Center staff told her she could have an abortion, and on one of her visits handed her a single document to sign, requiring her consent for the procedure and consent to donate her baby’s body to the abortion facility.
On Dec. 5, Duran filed a lawsuit over what they didn’t tell her: Her baby’s body parts probably went to the University of New Mexico (UNM) for research, an outcome she could have refused.
“The very people that advertise they offer women the right to choose at Southwestern Women’s Options are the very people who violated my right to choose,” Duran said in a press conference Monday morning. “They take advantage of women like me in frantic situations by not giving us all of the facts and information we are entitled to. They don’t tell us about the research agenda they are part of with UNM. They don’t tell us they are looking for our baby’s body parts to harvest.”
Duran’s lawsuit alleges Southwest Women’s Options broke state and federal law, breached its contract with her, and intentionally inflicted emotional distress.
“Everyone but me wanted this abortion, including the doctors,” Duran said. “[But] from the moment I had the abortion, I never felt good about the decision or myself. I felt as if I had left my heart at the clinic with my baby.”
The suit also claims Shelley Sella, an abortionist at Southwest Women’s Options who never treated Duran, signed paperwork stating she was eligible for Medicaid to cover her abortion. The suit accuses Sella of negligent supervision over Duran’s abortionist, Carmen Landau.
According to the suit and Duran’s supporters, the abortionists broke New Mexico’s Maternal, Fetal, and Infant Experimentation Act, which stipulates a pregnant woman must be informed of the details of research to be conducted on her unborn baby and that her consent is voluntary and can be withdrawn at any time.
“None of those rights were afforded Jessica Duran at the time of her abortion,” Elisa Martinez, director of New Mexico Alliance for Life, told me.
Lumping the consent for the procedure in with consent to allow the baby’s remains to be used for research is “an outright violation of women’s rights to informed consent,” Martinez said. “It’s deceptive.”
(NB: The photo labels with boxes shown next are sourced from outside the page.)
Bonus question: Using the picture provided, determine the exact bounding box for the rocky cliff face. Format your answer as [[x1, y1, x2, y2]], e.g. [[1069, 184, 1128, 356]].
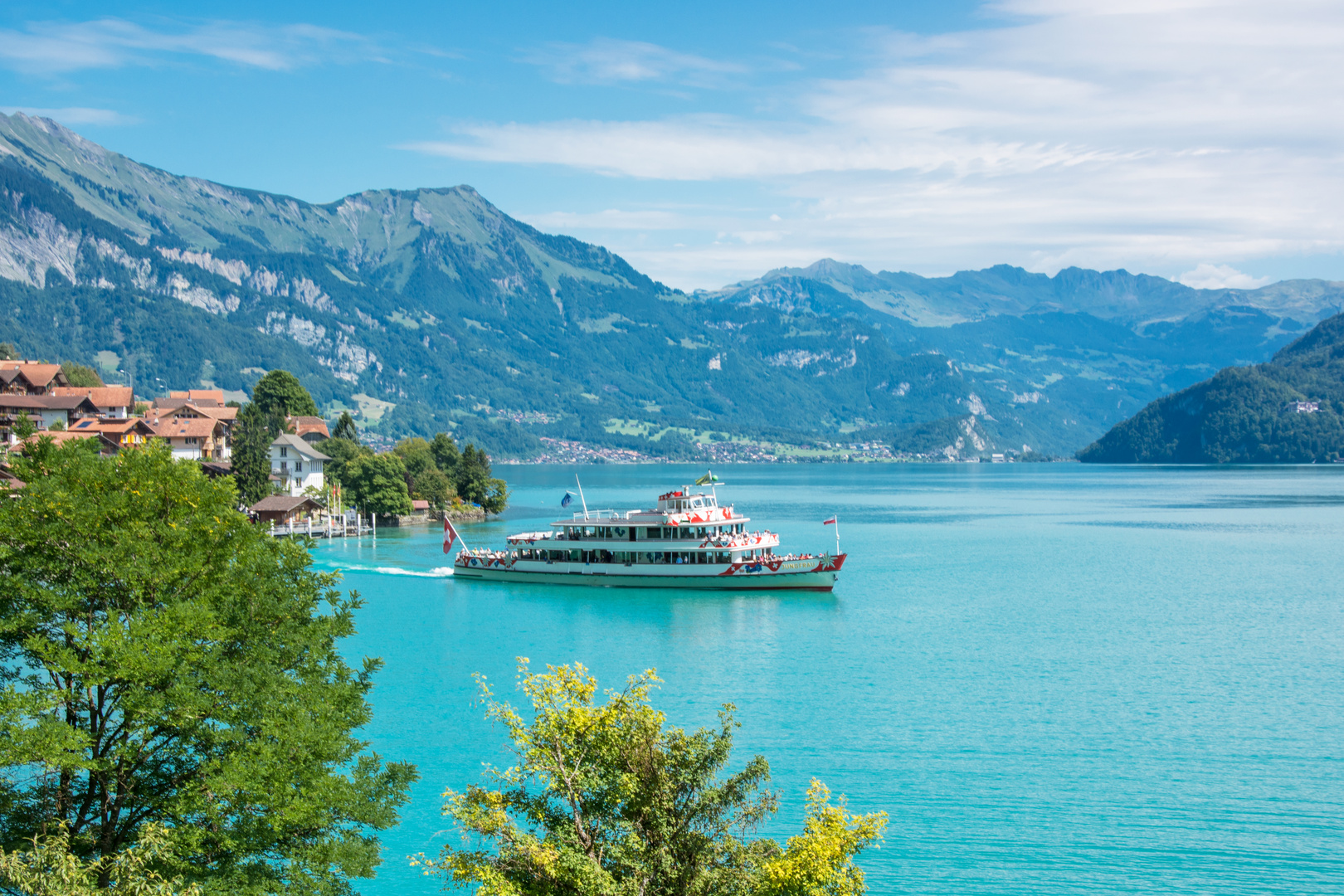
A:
[[0, 114, 1340, 457], [1078, 314, 1344, 464]]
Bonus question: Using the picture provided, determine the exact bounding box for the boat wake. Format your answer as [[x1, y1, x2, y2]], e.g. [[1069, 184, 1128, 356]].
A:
[[321, 566, 453, 579]]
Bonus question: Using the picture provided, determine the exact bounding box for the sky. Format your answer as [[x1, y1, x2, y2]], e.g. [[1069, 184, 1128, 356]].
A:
[[0, 0, 1344, 290]]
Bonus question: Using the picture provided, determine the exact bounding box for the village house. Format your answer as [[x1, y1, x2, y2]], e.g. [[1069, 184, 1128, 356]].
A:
[[147, 400, 238, 460], [0, 392, 98, 445], [249, 494, 321, 525], [0, 464, 24, 493], [149, 416, 230, 460], [51, 386, 136, 419], [0, 362, 70, 395], [270, 432, 331, 497]]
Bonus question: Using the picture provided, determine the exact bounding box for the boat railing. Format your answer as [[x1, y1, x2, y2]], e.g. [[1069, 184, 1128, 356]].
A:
[[572, 508, 639, 523]]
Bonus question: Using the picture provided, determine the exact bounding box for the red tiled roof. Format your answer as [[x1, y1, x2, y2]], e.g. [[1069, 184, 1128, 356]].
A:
[[286, 416, 332, 438], [0, 362, 65, 386], [149, 416, 221, 439], [51, 386, 136, 408]]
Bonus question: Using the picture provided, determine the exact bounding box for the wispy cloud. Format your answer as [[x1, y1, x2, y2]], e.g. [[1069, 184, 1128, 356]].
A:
[[0, 17, 368, 74], [1176, 263, 1270, 289], [524, 37, 746, 86], [407, 0, 1344, 282], [0, 106, 139, 128]]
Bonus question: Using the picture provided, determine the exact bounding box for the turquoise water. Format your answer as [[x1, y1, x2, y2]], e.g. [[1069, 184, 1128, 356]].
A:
[[316, 465, 1344, 896]]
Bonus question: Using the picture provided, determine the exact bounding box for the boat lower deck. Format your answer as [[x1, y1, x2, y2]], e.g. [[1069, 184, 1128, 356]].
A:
[[453, 555, 844, 591]]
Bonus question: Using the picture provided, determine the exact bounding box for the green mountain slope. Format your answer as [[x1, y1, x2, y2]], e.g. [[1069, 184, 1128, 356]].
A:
[[1078, 314, 1344, 464], [7, 114, 1344, 457]]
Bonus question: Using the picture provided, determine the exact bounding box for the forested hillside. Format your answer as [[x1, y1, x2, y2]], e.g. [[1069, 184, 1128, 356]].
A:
[[1078, 314, 1344, 464], [0, 114, 1344, 457]]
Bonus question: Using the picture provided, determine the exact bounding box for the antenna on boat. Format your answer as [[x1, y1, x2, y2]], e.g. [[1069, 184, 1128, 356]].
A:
[[574, 473, 587, 520]]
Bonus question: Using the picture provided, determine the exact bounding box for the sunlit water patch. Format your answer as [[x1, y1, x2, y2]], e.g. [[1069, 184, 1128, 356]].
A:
[[316, 465, 1344, 896]]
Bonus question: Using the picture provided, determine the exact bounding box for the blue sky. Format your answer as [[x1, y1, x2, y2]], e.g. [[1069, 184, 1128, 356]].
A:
[[0, 0, 1344, 289]]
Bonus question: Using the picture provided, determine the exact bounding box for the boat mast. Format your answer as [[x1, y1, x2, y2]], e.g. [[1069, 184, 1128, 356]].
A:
[[574, 473, 587, 520]]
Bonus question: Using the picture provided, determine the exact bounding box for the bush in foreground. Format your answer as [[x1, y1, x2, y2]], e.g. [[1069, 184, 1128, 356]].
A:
[[411, 660, 887, 896], [0, 441, 416, 894]]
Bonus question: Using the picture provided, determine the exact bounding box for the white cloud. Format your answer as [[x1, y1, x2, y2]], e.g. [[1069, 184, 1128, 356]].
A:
[[0, 106, 139, 128], [406, 0, 1344, 285], [527, 37, 743, 83], [0, 17, 364, 74], [1176, 262, 1270, 289]]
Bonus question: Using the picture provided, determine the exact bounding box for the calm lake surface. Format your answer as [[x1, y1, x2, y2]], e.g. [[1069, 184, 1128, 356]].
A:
[[307, 464, 1344, 896]]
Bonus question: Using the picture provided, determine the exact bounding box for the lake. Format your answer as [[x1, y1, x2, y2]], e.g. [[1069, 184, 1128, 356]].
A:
[[307, 464, 1344, 896]]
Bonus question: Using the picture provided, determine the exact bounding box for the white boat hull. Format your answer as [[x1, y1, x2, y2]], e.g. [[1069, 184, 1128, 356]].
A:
[[453, 553, 845, 591]]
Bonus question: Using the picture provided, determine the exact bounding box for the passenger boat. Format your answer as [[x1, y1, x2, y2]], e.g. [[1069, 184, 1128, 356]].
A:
[[456, 475, 845, 591]]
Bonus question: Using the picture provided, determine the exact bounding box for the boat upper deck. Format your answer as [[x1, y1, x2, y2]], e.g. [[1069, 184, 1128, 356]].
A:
[[551, 489, 752, 528]]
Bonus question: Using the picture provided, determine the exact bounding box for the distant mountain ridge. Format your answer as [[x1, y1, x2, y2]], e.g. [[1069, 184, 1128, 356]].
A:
[[1078, 314, 1344, 464], [0, 114, 1344, 458], [707, 258, 1344, 330]]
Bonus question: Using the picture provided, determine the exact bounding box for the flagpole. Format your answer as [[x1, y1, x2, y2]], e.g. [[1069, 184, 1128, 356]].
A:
[[444, 510, 470, 553], [574, 473, 587, 520]]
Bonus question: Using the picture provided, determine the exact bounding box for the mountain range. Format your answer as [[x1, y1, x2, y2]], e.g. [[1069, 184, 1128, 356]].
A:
[[1078, 314, 1344, 464], [0, 114, 1344, 458]]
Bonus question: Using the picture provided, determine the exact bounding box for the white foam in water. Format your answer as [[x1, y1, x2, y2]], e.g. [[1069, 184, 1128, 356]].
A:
[[319, 566, 453, 579]]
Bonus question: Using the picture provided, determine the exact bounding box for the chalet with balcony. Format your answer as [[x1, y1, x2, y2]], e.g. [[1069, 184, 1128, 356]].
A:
[[270, 432, 331, 497], [51, 386, 136, 419], [0, 362, 70, 395]]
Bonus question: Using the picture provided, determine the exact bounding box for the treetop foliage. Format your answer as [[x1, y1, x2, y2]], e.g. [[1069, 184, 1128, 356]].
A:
[[61, 362, 104, 388], [412, 660, 886, 896], [332, 411, 359, 445], [253, 371, 319, 416], [0, 441, 416, 896], [0, 824, 203, 896]]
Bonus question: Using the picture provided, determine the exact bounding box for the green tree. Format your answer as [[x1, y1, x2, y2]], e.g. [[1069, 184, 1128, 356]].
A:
[[453, 445, 508, 514], [429, 432, 462, 478], [392, 436, 440, 490], [411, 466, 457, 510], [230, 402, 280, 505], [332, 411, 359, 445], [0, 445, 416, 896], [340, 454, 411, 514], [754, 778, 887, 896], [412, 660, 886, 896], [61, 362, 104, 388], [253, 371, 317, 416], [0, 825, 202, 896]]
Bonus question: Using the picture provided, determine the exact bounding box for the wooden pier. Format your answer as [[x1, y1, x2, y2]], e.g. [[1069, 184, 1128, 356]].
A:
[[270, 516, 377, 538]]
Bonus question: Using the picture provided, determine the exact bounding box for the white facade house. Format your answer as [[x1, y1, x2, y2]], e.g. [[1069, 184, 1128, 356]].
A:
[[270, 432, 331, 497]]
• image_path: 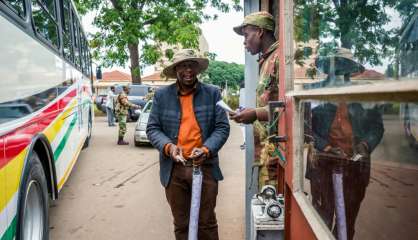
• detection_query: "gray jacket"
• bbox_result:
[147,82,229,187]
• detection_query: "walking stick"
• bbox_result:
[332,167,347,240]
[188,166,203,240]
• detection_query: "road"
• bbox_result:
[49,117,245,240]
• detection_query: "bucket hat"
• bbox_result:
[233,11,274,35]
[163,49,209,78]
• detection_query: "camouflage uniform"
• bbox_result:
[253,42,279,189]
[234,12,279,189]
[115,92,137,138]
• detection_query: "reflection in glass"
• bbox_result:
[0,87,57,124]
[302,101,418,239]
[6,0,25,17]
[294,0,418,89]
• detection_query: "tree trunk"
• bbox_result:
[128,43,142,84]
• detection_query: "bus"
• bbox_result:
[0,0,93,240]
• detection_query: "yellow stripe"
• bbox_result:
[0,147,29,214]
[44,100,77,142]
[0,99,78,212]
[58,139,85,190]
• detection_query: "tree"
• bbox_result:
[295,0,418,66]
[75,0,241,83]
[202,60,244,90]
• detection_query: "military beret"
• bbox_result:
[234,11,274,35]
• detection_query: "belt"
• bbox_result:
[174,159,213,167]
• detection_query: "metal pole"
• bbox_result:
[244,0,260,240]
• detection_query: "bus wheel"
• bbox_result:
[83,112,93,149]
[17,152,49,240]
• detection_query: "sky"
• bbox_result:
[82,4,244,76]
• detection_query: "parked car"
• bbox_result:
[0,103,33,124]
[134,100,152,146]
[128,84,150,121]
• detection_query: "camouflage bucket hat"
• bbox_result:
[163,49,209,78]
[234,11,274,35]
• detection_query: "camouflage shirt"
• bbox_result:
[115,92,137,115]
[254,41,279,161]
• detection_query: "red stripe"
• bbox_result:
[0,89,77,169]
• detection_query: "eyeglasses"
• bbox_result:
[176,61,198,71]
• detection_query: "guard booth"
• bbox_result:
[244,0,418,240]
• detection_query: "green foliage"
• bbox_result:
[74,0,241,72]
[202,61,244,90]
[294,0,418,66]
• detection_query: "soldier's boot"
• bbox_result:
[118,137,129,145]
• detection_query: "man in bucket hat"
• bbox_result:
[230,12,284,193]
[147,49,229,240]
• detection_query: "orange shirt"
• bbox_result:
[329,103,353,156]
[164,92,209,159]
[177,93,202,158]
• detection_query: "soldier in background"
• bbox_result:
[115,86,141,145]
[230,12,284,193]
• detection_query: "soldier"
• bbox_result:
[230,12,283,192]
[115,86,141,145]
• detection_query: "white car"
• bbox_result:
[134,100,152,147]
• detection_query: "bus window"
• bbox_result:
[72,12,81,67]
[5,0,26,17]
[32,0,59,47]
[62,0,73,61]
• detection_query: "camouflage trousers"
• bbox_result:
[117,114,127,137]
[258,161,278,191]
[258,142,279,190]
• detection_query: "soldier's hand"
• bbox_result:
[229,108,257,124]
[354,142,370,158]
[190,148,207,166]
[323,145,347,157]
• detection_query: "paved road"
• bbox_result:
[49,117,245,240]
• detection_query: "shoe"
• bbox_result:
[118,137,129,145]
[239,143,246,150]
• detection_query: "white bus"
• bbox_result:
[0,0,93,240]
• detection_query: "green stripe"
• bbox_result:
[54,113,77,161]
[0,216,17,240]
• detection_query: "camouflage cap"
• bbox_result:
[234,11,274,35]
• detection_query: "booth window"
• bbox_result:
[286,0,418,239]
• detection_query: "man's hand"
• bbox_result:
[229,108,257,124]
[354,142,370,158]
[168,143,186,164]
[323,145,347,157]
[190,148,207,166]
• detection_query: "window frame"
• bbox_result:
[30,0,61,52]
[281,0,418,240]
[60,0,74,64]
[0,0,28,20]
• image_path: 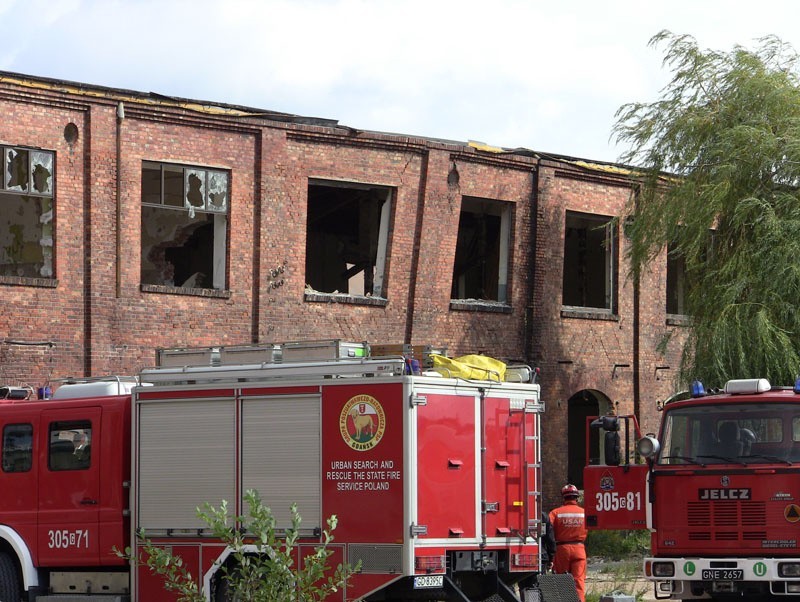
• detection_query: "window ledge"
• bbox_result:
[667,314,692,326]
[141,284,231,299]
[0,276,58,288]
[561,305,619,322]
[450,299,511,314]
[304,291,389,307]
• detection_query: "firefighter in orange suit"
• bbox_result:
[550,485,586,602]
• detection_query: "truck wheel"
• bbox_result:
[0,552,20,602]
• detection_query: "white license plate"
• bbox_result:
[703,569,744,581]
[414,575,444,589]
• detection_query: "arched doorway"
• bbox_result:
[567,389,611,489]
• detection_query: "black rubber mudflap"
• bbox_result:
[522,588,542,602]
[537,573,580,602]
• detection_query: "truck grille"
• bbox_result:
[686,500,767,541]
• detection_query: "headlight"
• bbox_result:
[636,435,661,458]
[778,562,800,577]
[653,562,675,577]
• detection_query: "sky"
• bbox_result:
[0,0,800,162]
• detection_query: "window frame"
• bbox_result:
[0,144,56,278]
[450,196,514,304]
[139,160,232,291]
[561,210,619,315]
[304,178,396,305]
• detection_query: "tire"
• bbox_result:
[0,552,22,602]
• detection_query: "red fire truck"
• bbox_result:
[584,379,800,600]
[0,342,544,602]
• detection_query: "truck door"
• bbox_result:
[37,407,101,566]
[417,393,479,540]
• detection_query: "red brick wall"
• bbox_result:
[0,78,685,505]
[532,161,684,505]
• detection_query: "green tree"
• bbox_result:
[614,31,800,386]
[120,490,359,602]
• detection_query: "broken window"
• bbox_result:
[141,162,230,290]
[306,182,391,297]
[667,239,686,315]
[562,211,617,311]
[451,197,511,303]
[0,146,55,278]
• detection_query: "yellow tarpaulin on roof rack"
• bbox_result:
[431,355,506,382]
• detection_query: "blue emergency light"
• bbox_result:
[692,380,706,397]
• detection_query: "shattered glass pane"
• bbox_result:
[5,148,29,192]
[208,171,228,212]
[31,151,53,195]
[184,169,206,209]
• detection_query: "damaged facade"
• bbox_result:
[0,73,685,503]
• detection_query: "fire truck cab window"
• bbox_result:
[3,424,33,472]
[658,404,800,465]
[47,420,92,470]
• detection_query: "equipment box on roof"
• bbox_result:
[369,343,447,368]
[283,339,369,362]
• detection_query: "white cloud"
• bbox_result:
[0,0,800,160]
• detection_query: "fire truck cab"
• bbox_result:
[585,379,800,600]
[0,379,135,602]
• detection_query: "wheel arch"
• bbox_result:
[0,525,39,591]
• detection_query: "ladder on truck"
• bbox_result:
[139,339,406,385]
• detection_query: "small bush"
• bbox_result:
[117,490,361,602]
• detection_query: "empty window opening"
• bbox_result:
[667,239,686,315]
[141,162,229,290]
[450,197,511,302]
[562,211,617,311]
[0,146,55,278]
[306,182,391,297]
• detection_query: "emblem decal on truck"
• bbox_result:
[339,395,386,451]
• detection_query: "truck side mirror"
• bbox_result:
[603,431,621,466]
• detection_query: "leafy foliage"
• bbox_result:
[614,31,800,385]
[123,490,360,602]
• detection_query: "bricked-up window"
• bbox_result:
[450,197,511,302]
[562,211,617,311]
[667,244,686,315]
[306,181,392,297]
[0,146,55,278]
[141,162,230,290]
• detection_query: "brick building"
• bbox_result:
[0,73,684,504]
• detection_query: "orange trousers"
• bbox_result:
[553,543,586,602]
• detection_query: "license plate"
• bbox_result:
[414,575,444,589]
[703,569,744,581]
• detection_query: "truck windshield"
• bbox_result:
[657,402,800,466]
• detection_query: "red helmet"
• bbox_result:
[561,485,580,499]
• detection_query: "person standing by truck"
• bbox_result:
[550,484,586,602]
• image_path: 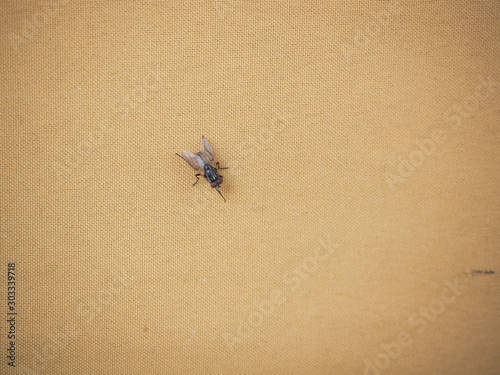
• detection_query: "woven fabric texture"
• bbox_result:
[0,0,500,375]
Duran filed her lawsuit after New Mexico Alliance for Life as well as the House Select Investigative Panel on Infant Lives revealed the relationship between Southwest Women’s Options and the University of New Mexico.
In June, the panel called on New Mexico Attorney General Hector Balderas to investigate the two entities for their close relationship, for violating state law that forbids the donation of aborted baby parts for research, and to see if they violated federal law that bans the sale of fetal remains.
The ties between the University of New Mexico and Southwest Women’s Options went too deep, panel chairwoman Rep. Marsha Blackburn, R-Tenn., wrote to Balderas, with abortionists holding “volunteer faculty” status and the university “aggressively engaged in expanding abortion in New Mexico.”
The log of baby body parts, with their gestational ages and pickup times, disclosed by the panel in June gave rise to Duran’s belief that her baby was among those used for research by UNM students and faculty.
Now a mother of two boys, Duran said her abortion causes daily trauma.
“I was never told the misinformed choice I made was going to haunt me with deep pain and emotional regret,” she said. “They don’t tell you that you’re actually ending the life of a human, not just a clump of cells.”